Sales taxes on services must be introduced both at the federal and provincial levels. The government has to pass on the impact of global petrol price increase on the end consumers as the country was generating around 15 percent of the total taxes from the sales of petroleum products.

The webinar was informed that Bangladesh has outpaced Pakistan across all standard economic indicators, including nominal gross domestic product, GDP per capita, GDP’s growth rate and foreign reserves. Bangladesh’s GDP of $411 billion, compared to Pakistan’s GDP of $347 billion, makes Bangladesh 33rd largest economy in world.

Political instability, analysts fear, may turn violent in the coming days, affecting Pakistan’s reeling economy, which has been headed toward a default-like situation. The country’s foreign exchange reserves are falling, food inflation is spiralling and Pakistani rupee is on slippery ground.

World economy isn’t yet a local area, not so much as an economic area.
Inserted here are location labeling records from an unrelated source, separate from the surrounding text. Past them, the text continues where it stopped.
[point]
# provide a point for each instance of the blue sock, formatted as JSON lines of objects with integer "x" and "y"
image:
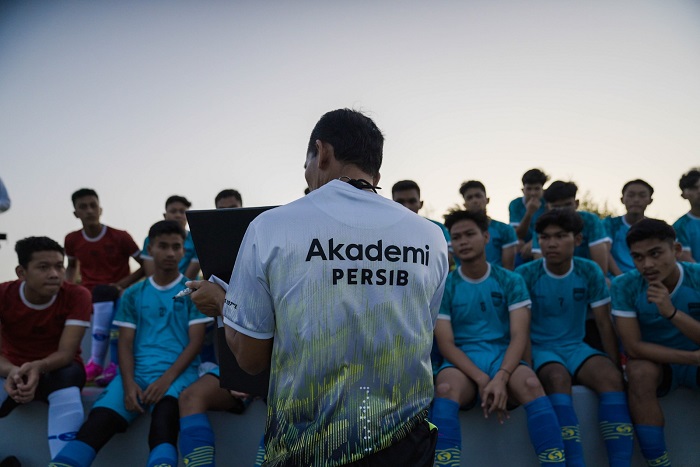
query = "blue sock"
{"x": 165, "y": 454}
{"x": 448, "y": 451}
{"x": 568, "y": 421}
{"x": 653, "y": 444}
{"x": 76, "y": 454}
{"x": 260, "y": 454}
{"x": 616, "y": 428}
{"x": 196, "y": 440}
{"x": 113, "y": 345}
{"x": 545, "y": 434}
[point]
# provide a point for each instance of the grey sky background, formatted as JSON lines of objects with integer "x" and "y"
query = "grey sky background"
{"x": 142, "y": 100}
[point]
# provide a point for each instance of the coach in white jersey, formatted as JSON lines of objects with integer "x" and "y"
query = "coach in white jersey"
{"x": 338, "y": 292}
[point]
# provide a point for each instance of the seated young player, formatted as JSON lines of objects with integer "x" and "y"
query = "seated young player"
{"x": 525, "y": 210}
{"x": 688, "y": 226}
{"x": 594, "y": 240}
{"x": 42, "y": 321}
{"x": 636, "y": 197}
{"x": 101, "y": 255}
{"x": 482, "y": 330}
{"x": 658, "y": 319}
{"x": 503, "y": 242}
{"x": 159, "y": 342}
{"x": 563, "y": 287}
{"x": 175, "y": 208}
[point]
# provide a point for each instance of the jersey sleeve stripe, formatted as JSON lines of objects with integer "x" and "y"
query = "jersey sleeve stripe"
{"x": 125, "y": 324}
{"x": 602, "y": 240}
{"x": 77, "y": 322}
{"x": 522, "y": 304}
{"x": 624, "y": 314}
{"x": 200, "y": 320}
{"x": 248, "y": 332}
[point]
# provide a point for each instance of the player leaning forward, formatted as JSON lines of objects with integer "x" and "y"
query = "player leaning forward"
{"x": 338, "y": 293}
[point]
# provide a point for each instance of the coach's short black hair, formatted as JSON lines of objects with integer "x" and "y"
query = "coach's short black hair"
{"x": 650, "y": 228}
{"x": 355, "y": 139}
{"x": 559, "y": 190}
{"x": 478, "y": 217}
{"x": 535, "y": 177}
{"x": 177, "y": 199}
{"x": 471, "y": 184}
{"x": 638, "y": 181}
{"x": 228, "y": 193}
{"x": 82, "y": 193}
{"x": 26, "y": 247}
{"x": 164, "y": 228}
{"x": 690, "y": 179}
{"x": 568, "y": 220}
{"x": 403, "y": 185}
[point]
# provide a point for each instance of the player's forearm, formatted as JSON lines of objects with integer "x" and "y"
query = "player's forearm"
{"x": 660, "y": 354}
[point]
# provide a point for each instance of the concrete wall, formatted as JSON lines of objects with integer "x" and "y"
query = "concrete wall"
{"x": 485, "y": 442}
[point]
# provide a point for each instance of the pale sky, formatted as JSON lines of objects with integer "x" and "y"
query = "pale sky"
{"x": 142, "y": 100}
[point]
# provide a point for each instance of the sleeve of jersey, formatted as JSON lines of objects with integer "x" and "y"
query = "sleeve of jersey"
{"x": 126, "y": 313}
{"x": 130, "y": 247}
{"x": 598, "y": 289}
{"x": 80, "y": 307}
{"x": 144, "y": 252}
{"x": 518, "y": 296}
{"x": 248, "y": 307}
{"x": 681, "y": 234}
{"x": 597, "y": 231}
{"x": 514, "y": 217}
{"x": 622, "y": 291}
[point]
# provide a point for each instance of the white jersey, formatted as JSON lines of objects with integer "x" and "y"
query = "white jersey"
{"x": 349, "y": 285}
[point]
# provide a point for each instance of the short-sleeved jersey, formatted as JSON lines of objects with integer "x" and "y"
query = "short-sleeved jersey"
{"x": 688, "y": 234}
{"x": 500, "y": 236}
{"x": 31, "y": 332}
{"x": 190, "y": 253}
{"x": 161, "y": 323}
{"x": 479, "y": 310}
{"x": 103, "y": 259}
{"x": 616, "y": 228}
{"x": 349, "y": 284}
{"x": 629, "y": 300}
{"x": 560, "y": 303}
{"x": 517, "y": 210}
{"x": 593, "y": 234}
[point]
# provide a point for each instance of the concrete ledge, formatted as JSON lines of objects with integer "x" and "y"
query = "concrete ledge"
{"x": 485, "y": 442}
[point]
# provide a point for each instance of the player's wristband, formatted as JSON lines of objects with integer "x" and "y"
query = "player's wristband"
{"x": 675, "y": 310}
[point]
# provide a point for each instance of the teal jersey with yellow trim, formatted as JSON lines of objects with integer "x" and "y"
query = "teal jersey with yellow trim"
{"x": 688, "y": 234}
{"x": 161, "y": 325}
{"x": 617, "y": 228}
{"x": 479, "y": 310}
{"x": 593, "y": 233}
{"x": 500, "y": 236}
{"x": 560, "y": 303}
{"x": 629, "y": 300}
{"x": 517, "y": 210}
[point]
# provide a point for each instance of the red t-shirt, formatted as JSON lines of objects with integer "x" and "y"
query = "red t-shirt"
{"x": 31, "y": 332}
{"x": 103, "y": 259}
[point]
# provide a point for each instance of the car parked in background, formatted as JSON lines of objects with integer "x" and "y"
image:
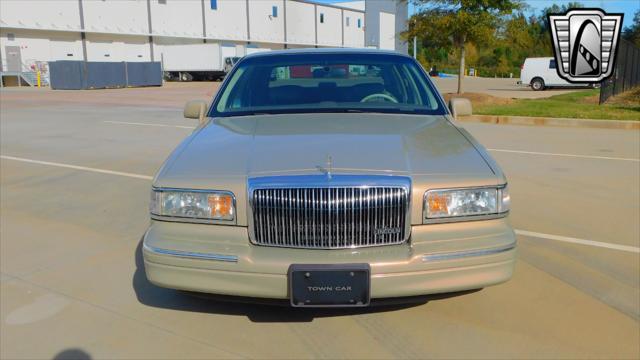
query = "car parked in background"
{"x": 541, "y": 73}
{"x": 328, "y": 177}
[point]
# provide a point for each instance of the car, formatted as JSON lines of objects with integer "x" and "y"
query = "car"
{"x": 318, "y": 184}
{"x": 541, "y": 74}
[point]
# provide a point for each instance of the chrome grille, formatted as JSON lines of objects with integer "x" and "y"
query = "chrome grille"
{"x": 330, "y": 217}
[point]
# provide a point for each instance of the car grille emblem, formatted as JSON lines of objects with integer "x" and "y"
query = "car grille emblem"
{"x": 585, "y": 43}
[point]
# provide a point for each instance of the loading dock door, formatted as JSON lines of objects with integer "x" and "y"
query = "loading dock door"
{"x": 14, "y": 58}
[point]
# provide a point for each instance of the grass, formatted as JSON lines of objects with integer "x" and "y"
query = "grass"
{"x": 576, "y": 105}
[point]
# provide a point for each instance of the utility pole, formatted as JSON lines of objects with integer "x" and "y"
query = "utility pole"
{"x": 415, "y": 47}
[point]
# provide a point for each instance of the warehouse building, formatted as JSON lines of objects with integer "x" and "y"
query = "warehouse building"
{"x": 187, "y": 35}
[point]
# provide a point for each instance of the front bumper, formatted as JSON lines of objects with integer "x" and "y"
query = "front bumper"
{"x": 439, "y": 258}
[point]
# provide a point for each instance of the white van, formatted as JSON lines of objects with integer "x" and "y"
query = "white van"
{"x": 540, "y": 73}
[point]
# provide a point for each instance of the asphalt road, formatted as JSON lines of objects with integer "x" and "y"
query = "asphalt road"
{"x": 498, "y": 87}
{"x": 75, "y": 172}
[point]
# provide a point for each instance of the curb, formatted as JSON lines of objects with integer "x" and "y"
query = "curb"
{"x": 559, "y": 122}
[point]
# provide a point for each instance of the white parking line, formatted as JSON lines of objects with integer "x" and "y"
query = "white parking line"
{"x": 76, "y": 167}
{"x": 626, "y": 248}
{"x": 565, "y": 155}
{"x": 147, "y": 124}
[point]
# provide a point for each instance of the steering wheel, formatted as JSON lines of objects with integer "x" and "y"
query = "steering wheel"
{"x": 381, "y": 96}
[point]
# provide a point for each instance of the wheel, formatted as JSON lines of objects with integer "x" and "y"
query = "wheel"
{"x": 537, "y": 84}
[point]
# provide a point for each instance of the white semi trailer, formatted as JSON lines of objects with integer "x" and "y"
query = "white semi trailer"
{"x": 198, "y": 60}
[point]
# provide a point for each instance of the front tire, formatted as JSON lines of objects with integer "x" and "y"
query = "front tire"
{"x": 537, "y": 84}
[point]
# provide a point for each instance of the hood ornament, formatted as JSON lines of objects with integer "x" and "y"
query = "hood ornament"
{"x": 328, "y": 167}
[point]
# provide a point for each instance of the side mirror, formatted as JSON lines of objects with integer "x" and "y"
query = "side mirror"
{"x": 460, "y": 107}
{"x": 196, "y": 109}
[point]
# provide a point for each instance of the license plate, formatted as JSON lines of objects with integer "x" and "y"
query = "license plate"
{"x": 329, "y": 285}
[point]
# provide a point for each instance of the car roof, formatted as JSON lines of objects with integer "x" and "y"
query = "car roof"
{"x": 363, "y": 51}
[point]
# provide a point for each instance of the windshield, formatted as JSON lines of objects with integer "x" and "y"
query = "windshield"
{"x": 327, "y": 82}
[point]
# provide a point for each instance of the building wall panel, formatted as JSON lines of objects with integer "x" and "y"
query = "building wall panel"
{"x": 387, "y": 31}
{"x": 300, "y": 19}
{"x": 228, "y": 21}
{"x": 264, "y": 27}
{"x": 168, "y": 18}
{"x": 40, "y": 14}
{"x": 329, "y": 31}
{"x": 353, "y": 35}
{"x": 36, "y": 45}
{"x": 116, "y": 16}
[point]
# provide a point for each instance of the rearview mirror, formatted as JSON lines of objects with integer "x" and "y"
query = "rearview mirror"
{"x": 460, "y": 107}
{"x": 196, "y": 109}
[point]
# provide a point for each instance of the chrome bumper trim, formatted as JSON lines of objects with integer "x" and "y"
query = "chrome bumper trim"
{"x": 465, "y": 254}
{"x": 191, "y": 255}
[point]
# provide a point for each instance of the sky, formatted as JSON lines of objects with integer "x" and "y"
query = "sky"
{"x": 628, "y": 7}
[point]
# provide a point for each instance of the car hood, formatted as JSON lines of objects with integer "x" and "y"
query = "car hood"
{"x": 263, "y": 145}
{"x": 227, "y": 151}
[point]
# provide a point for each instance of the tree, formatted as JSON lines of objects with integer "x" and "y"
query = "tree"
{"x": 632, "y": 33}
{"x": 452, "y": 24}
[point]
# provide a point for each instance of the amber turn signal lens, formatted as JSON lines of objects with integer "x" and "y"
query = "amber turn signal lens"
{"x": 437, "y": 203}
{"x": 221, "y": 206}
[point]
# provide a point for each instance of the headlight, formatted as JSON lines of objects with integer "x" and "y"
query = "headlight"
{"x": 202, "y": 205}
{"x": 440, "y": 204}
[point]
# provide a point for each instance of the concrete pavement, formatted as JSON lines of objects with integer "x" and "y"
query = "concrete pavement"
{"x": 72, "y": 281}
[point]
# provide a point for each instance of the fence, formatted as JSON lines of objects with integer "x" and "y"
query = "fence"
{"x": 626, "y": 75}
{"x": 77, "y": 75}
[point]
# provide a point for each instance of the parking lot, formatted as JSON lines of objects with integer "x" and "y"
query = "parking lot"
{"x": 75, "y": 174}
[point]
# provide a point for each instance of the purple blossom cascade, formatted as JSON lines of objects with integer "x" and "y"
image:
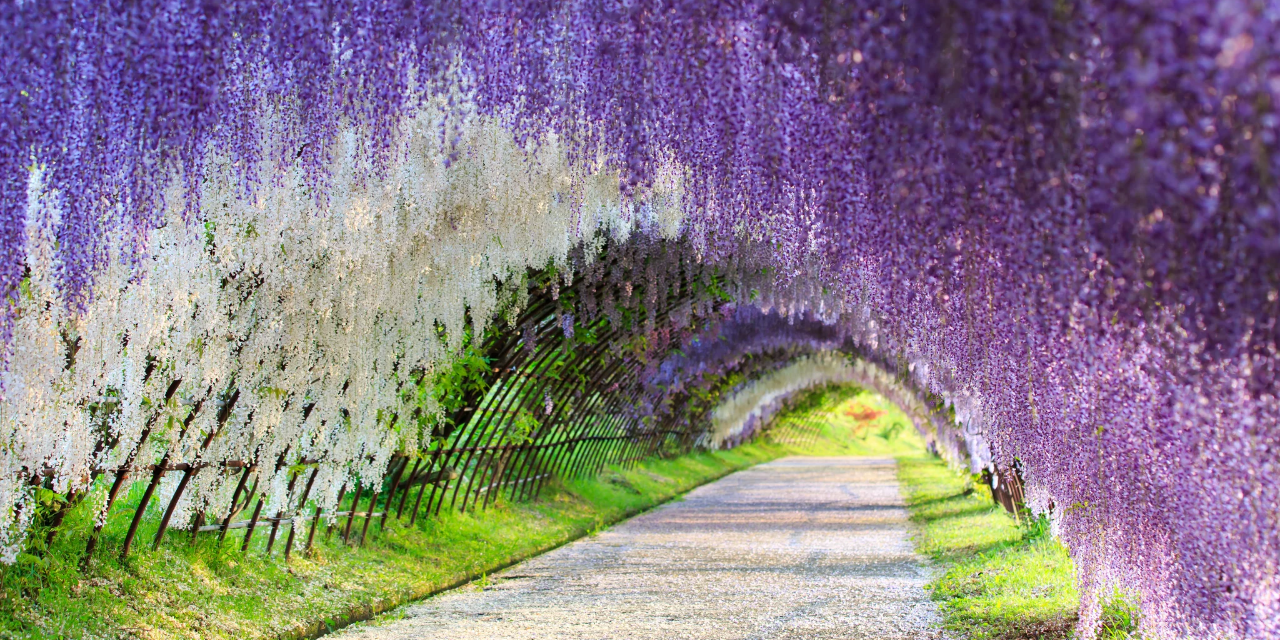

However, presence of worldwide market is a reality that cannot be undone. The vision of an economy for all won’t be forgotten; this time, the government must look on into it.

Shortage of foreign currency is the biggest crisis in the domestic economy, as the value of import payments remained more than double export earnings. Pakistan is estimated to face a shortfall of $27 billion in foreign expenditure to pay for imports and repay foreign debt over the next year.